Шура тоже подошла ко мне.
— Ты где была? Опять стряслось что-нибудь?
— Была в больнице…
Шура испуганно вскричала:
— Что-нибудь с Виктором?
— Да нет, он уже почти совсем поправился. Там другая беда: умерла молодая мать, остался ребенок… — И я рассказала Шуре и Ване о том, что так волновало меня.
— Я возьму ребенка, — сказала вдруг Шура.
— Родные, однако, не отдадут… — начал Ваня, но Шура перебила его:
— Судом возьму! Довели до смерти человека. Да разве можно таким доверять жизнь ребенка!
— А как посмотрит на это Евгений? — спросила я.
— Уверена, что он не будет против.
Многие говорят, что я несдержанна, вспыльчива. «И чего ты всегда лезешь не в свои дела? — часто замечал мне Булатов. — Все равно лучше всех не будешь». А я и не хочу быть лучше всех. Просто я не могу спокойно пройти мимо ханжества, мимо безобразий, которые подчас творятся на моих глазах.
Бакланов как-то упрекнул меня:
— Вечные у тебя споры с Булатовым. И еще в райкоме нашумела. Научись держать себя в руках.
— Во-первых, Булатов давно уже просто не замечает меня, — возразила я. — Так что спорить с ним не приходится. А во-вторых, в райкоме я не шумела, напрямик сказала секретарю, что нельзя оставить без внимания историю с умершей девушкой…
— Скажи спасибо секретарю райкома, что он не влепил тебе по первое число!
— Поясно кланяюсь ему. А с каких это пор, Александр Егорович, вы стали таким ярым защитником Булатова? Кажется, не так давно точно за такую же позицию вы критиковали Пышного? Неужели изменилось что-нибудь? Сомневаюсь. Булатов остался Булатовым и командует, с вашей помощью, еще ретивее!

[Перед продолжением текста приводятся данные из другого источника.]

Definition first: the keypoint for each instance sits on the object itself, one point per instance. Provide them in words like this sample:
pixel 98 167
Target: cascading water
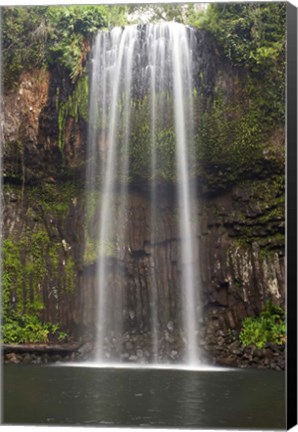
pixel 152 62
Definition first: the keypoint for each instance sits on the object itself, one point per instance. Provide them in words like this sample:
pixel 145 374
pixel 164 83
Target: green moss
pixel 76 106
pixel 30 264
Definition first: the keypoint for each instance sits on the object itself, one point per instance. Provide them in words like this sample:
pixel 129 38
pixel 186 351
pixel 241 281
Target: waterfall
pixel 151 63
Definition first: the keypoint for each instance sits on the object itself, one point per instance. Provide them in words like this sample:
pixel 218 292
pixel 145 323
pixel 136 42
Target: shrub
pixel 269 326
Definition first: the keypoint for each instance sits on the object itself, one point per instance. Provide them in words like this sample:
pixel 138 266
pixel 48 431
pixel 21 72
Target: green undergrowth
pixel 268 327
pixel 28 328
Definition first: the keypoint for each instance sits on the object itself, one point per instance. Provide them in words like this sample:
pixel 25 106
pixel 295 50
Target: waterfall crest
pixel 151 63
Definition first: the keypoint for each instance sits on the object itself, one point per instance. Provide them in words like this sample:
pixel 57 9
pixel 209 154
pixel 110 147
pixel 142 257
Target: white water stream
pixel 158 59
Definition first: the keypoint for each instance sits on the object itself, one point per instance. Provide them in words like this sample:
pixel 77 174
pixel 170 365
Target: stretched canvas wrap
pixel 149 185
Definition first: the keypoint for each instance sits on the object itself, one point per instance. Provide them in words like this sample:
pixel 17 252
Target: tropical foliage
pixel 268 327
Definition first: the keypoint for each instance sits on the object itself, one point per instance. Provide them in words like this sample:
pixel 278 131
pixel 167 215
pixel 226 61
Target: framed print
pixel 149 221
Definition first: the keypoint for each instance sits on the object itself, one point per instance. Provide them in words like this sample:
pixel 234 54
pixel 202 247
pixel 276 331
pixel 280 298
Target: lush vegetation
pixel 28 328
pixel 45 36
pixel 37 266
pixel 268 327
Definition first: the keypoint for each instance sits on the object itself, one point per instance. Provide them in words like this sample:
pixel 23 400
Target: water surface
pixel 62 395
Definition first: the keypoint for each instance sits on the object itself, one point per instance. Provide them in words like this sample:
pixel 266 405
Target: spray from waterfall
pixel 153 62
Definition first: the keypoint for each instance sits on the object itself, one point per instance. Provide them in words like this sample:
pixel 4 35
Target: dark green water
pixel 250 399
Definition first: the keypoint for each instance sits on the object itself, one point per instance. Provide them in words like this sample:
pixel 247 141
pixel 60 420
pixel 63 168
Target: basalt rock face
pixel 240 225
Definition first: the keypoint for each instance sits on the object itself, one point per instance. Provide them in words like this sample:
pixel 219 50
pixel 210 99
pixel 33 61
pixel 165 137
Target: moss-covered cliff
pixel 48 247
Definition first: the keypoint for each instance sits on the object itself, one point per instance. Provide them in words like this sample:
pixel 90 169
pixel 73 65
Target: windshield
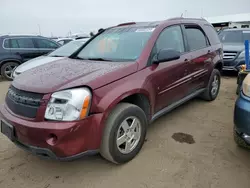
pixel 67 49
pixel 234 36
pixel 117 44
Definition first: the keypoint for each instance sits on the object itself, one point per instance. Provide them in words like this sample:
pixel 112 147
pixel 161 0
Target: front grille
pixel 227 55
pixel 23 103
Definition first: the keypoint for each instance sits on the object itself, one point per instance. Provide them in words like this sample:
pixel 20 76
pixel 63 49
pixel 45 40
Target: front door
pixel 170 78
pixel 202 55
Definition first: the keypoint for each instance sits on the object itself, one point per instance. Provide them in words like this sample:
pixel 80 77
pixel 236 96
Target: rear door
pixel 23 47
pixel 170 78
pixel 45 45
pixel 201 54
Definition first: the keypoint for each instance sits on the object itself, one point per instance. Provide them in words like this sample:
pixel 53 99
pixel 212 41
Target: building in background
pixel 230 21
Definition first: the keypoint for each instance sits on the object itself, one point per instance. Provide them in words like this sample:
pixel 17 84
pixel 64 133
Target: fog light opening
pixel 52 139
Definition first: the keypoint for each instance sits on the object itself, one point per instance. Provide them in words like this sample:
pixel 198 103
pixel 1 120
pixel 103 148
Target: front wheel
pixel 213 86
pixel 124 133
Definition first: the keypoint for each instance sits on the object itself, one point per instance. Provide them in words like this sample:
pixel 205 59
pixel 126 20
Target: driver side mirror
pixel 166 55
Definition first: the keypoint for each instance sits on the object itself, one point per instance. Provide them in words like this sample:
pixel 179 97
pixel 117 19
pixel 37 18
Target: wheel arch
pixel 218 65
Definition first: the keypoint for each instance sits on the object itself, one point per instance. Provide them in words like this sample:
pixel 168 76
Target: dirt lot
pixel 211 160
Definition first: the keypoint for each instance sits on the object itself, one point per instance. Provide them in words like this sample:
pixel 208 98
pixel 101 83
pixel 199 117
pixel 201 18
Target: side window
pixel 43 43
pixel 21 43
pixel 196 38
pixel 6 43
pixel 212 34
pixel 170 38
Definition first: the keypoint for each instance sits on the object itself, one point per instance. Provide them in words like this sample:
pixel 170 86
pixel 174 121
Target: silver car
pixel 60 53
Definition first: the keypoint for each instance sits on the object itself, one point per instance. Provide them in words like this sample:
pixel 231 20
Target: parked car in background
pixel 241 115
pixel 233 47
pixel 63 41
pixel 17 49
pixel 102 98
pixel 60 53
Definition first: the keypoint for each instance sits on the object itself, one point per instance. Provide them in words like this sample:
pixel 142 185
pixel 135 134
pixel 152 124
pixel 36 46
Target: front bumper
pixel 74 139
pixel 242 116
pixel 233 65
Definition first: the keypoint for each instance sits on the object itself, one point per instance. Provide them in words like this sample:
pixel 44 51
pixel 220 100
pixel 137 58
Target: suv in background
pixel 16 49
pixel 233 47
pixel 103 97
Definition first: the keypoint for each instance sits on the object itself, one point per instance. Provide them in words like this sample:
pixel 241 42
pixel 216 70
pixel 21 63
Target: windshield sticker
pixel 145 30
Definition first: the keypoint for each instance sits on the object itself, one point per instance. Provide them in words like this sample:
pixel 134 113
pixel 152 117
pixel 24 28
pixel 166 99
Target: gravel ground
pixel 211 159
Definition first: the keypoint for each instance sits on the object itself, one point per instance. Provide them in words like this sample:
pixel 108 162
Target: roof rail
pixel 176 18
pixel 127 23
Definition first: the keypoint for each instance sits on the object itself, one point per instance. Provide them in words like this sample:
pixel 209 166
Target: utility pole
pixel 185 13
pixel 39 28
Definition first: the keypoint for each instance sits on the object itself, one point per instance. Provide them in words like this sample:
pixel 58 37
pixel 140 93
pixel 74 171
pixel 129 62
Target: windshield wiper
pixel 99 59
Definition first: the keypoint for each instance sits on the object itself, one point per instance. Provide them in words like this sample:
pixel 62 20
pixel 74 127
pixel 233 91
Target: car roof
pixel 236 29
pixel 156 23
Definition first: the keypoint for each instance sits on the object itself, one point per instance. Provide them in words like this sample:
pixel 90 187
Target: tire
pixel 238 90
pixel 240 142
pixel 109 147
pixel 208 94
pixel 8 66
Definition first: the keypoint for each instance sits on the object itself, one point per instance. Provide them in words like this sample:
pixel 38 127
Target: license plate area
pixel 7 130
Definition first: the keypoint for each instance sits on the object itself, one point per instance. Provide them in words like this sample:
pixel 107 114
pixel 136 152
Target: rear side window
pixel 6 43
pixel 196 38
pixel 43 43
pixel 19 43
pixel 212 34
pixel 171 38
pixel 246 35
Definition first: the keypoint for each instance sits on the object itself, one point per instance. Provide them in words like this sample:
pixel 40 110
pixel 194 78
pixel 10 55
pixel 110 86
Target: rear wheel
pixel 213 86
pixel 7 70
pixel 124 134
pixel 238 89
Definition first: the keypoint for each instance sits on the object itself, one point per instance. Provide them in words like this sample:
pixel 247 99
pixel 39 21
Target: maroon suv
pixel 102 98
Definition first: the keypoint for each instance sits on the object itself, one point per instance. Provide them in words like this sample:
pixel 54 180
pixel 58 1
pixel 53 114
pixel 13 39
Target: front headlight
pixel 242 54
pixel 246 87
pixel 69 105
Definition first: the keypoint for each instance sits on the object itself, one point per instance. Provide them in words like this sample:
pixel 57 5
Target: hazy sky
pixel 61 16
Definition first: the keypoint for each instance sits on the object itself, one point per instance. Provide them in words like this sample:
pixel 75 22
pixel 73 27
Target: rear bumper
pixel 74 139
pixel 233 65
pixel 242 115
pixel 46 153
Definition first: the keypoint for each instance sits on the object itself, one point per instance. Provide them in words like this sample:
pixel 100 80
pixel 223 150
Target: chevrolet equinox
pixel 103 97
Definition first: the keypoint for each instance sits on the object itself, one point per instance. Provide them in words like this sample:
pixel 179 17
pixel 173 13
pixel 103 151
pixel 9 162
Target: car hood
pixel 41 60
pixel 233 47
pixel 70 73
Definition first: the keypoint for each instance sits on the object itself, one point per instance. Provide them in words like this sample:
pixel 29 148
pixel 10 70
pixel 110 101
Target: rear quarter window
pixel 6 43
pixel 211 34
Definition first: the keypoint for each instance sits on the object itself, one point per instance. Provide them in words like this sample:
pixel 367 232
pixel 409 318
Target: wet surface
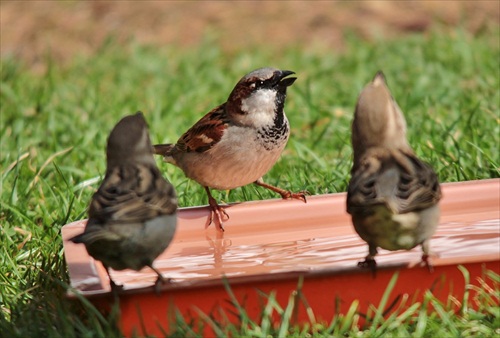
pixel 276 237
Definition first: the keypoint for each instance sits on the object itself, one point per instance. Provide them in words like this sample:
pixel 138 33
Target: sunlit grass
pixel 54 128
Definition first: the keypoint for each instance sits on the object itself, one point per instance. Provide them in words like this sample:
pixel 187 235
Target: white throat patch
pixel 260 108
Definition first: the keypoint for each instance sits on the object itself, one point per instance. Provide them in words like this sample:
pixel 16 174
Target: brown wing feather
pixel 205 133
pixel 132 194
pixel 415 188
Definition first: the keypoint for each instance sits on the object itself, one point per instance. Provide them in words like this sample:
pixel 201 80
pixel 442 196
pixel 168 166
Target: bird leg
pixel 285 194
pixel 217 212
pixel 369 262
pixel 115 288
pixel 426 256
pixel 159 281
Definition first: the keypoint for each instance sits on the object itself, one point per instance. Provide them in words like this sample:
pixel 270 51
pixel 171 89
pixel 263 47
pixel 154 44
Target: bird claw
pixel 426 261
pixel 160 281
pixel 369 263
pixel 301 195
pixel 218 216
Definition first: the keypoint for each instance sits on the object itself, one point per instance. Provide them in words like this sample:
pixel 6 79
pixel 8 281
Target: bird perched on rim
pixel 392 195
pixel 239 141
pixel 132 216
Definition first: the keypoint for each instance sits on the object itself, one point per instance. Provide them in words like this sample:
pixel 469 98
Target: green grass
pixel 54 127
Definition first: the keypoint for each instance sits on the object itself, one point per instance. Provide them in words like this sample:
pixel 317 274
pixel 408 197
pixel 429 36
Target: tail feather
pixel 163 149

— Он и обязан командовать, на то Булатов и начальник порта. Почему же я должен умышленно не замечать то хорошее, что есть в нем? Он — отличный организатор и хозяйственник, прекрасно знает местные условия. Да и ты сама никогда не отрицала этого. Эх, Галина, Галина, горячишься, а многого еще не понимаешь. Сразу давай Пышного вспоминать. А я, между прочим, учусь у Булатова. Да-да, учусь! И кое-что подсказываю ему, если нужно.

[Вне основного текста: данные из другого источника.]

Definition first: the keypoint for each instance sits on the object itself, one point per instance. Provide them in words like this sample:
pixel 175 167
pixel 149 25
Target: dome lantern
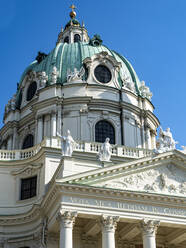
pixel 73 31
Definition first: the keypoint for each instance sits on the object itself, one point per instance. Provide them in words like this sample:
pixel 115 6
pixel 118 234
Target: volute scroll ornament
pixel 109 223
pixel 67 218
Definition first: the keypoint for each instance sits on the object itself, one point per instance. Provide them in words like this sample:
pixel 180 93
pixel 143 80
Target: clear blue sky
pixel 151 34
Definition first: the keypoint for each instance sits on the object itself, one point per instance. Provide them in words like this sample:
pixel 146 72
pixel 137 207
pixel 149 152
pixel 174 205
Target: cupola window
pixel 66 40
pixel 77 38
pixel 28 187
pixel 103 74
pixel 103 130
pixel 31 91
pixel 28 141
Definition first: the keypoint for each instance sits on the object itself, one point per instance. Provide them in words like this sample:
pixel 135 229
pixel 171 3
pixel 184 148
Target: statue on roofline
pixel 67 144
pixel 105 152
pixel 165 141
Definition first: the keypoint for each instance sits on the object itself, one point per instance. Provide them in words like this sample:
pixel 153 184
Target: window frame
pixel 79 38
pixel 31 96
pixel 106 136
pixel 25 140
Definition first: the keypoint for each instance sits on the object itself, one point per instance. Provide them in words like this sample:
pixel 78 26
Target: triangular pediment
pixel 162 174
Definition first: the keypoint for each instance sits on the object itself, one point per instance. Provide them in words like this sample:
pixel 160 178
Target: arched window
pixel 77 38
pixel 66 40
pixel 28 141
pixel 31 91
pixel 103 130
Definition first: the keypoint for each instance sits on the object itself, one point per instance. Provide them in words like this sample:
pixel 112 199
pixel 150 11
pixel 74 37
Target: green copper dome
pixel 69 56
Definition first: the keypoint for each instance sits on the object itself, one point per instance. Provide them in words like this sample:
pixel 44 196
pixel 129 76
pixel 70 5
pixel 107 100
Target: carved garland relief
pixel 165 180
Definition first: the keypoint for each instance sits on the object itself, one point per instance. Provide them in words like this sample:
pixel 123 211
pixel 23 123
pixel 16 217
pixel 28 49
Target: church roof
pixel 69 56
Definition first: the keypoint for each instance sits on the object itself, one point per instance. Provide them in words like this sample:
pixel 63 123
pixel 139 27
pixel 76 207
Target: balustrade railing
pixel 80 146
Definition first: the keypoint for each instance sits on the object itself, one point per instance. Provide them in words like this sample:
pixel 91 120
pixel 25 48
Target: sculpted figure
pixel 43 79
pixel 165 141
pixel 13 102
pixel 54 75
pixel 145 91
pixel 105 152
pixel 75 75
pixel 67 144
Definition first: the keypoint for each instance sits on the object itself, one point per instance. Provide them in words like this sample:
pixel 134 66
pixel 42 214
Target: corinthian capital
pixel 149 227
pixel 109 223
pixel 67 219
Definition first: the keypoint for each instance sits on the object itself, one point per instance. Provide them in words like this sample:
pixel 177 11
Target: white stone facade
pixel 85 194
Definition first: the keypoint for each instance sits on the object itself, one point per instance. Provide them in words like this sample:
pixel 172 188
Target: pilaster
pixel 108 226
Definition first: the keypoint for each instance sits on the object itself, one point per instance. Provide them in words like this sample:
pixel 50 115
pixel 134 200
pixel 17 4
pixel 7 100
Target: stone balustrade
pixel 81 146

— Тогда объясните мне, пожалуйста: меня не избрали в бюро, потому что молода, несдержанна и так далее. Правильно, согласна. А вот за что Шуру вывели из состава? Потому, что местечко Булатову понадобилось? И еще — почему вы рекомендовали Воробьевой разойтись с Минцем? Разве это преступление, если они по-настоящему любят друг друга?
— Вот что, Галина: я тебя готов внимательно выслушать и ответить. Но только не здесь. Давай-ка зайдем в парткабинет, а то ветер того и гляди с ног собьет. И еще ты простудишься. Пойдем, пойдем. Посидим в тепле, поговорим. Только, ради бога, не шуми, а то я в помещении от твоего крика совсем оглохну.